Proposed low-density lipoprotein cholesterol goals for secondary prevention and familial hypercholesterolemia in India with focus on PCSK9 inhibitor monoclonal antibodies: Expert consensus statement from Lipid Association of India.

BACKGROUND: Rates of atherosclerotic cardiovascular disease (ASCVD) are strikingly high in India compared to Western countries and are increasing. Moreover, ASCVD events occur at a younger age with only modest hypercholesterolemia, most commonly with low levels of high-density lipoprotein cholesterol. The course of ASCVD also appears to be more fulminant with higher mortality. OBJECTIVE: In light of these issues, the Lipid Association of India (LAI) endeavored to develop revised guidelines with more aggressive low-density lipoprotein cholesterol (LDL-C) goals in secondary prevention and for patients with familial hypercholesterolemia compared to guidelines in the United States and other countries. METHODS: Owing to the paucity of clinical outcomes data in India, it was necessary to place major emphasis on expert opinion as a complement to randomized placebo-controlled data generated mostly in non-Indian cohorts. To facilitate this process, the LAI conducted a series of 19 meetings among 162 lipid specialists in 13 cities throughout India over a period of 11 months before formulating this expert consensus statement.
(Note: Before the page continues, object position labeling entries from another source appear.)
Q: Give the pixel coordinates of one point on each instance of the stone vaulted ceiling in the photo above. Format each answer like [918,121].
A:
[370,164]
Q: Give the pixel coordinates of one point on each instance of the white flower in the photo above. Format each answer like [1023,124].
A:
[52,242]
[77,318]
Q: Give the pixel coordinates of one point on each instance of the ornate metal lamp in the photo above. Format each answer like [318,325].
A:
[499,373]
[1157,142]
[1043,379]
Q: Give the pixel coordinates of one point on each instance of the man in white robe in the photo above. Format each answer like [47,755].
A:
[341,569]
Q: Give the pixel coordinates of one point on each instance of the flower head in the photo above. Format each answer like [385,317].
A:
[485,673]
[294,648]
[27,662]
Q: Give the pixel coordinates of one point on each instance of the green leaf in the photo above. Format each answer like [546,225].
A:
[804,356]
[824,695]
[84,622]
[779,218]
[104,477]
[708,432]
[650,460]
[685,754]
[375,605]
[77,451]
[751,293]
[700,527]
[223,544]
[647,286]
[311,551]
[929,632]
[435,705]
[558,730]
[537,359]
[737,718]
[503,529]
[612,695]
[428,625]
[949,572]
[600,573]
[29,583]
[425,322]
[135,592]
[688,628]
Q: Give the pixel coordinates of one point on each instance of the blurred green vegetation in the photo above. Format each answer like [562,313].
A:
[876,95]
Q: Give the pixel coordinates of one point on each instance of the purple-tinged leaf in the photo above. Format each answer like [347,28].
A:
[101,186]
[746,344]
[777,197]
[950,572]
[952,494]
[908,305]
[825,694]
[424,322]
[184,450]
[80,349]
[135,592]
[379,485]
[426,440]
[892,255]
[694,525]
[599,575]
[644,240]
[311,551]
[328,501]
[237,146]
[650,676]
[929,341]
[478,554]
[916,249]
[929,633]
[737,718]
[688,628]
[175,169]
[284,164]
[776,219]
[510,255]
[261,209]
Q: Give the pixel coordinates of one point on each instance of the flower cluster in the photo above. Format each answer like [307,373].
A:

RESULTS: The LAI recommends an LDL-C goal <50 mg/dL in all patients in secondary prevention or very high-risk primary prevention but proposes an optional goal ≤30 mg/dL in category A extreme-risk patients (eg, coronary artery disease + familial hypercholesterolemia) and a recommended goal ≤30 mg/dL in category B extreme-risk patients [coronary artery disease + (1) diabetes and polyvascular disease/≥3 major ASCVD risk factors/end organ damage, or (2) recurrent acute coronary syndrome within 12 months despite LDL-C <50 mg/dL, or (3) homozygous familial hypercholesterolemia]. CONCLUSIONS: More aggressive LDL-C goals are needed for prevention of ASCVD in India, as described in this expert consensus statement. Use of statins and ezetimibe needs to increase in India in combination with improved control of other ASCVD risk factors. Proprotein convertase subtilisin kexin type 9 inhibitors can improve LDL-C goal achievement in patients with refractory hypercholesterolemia.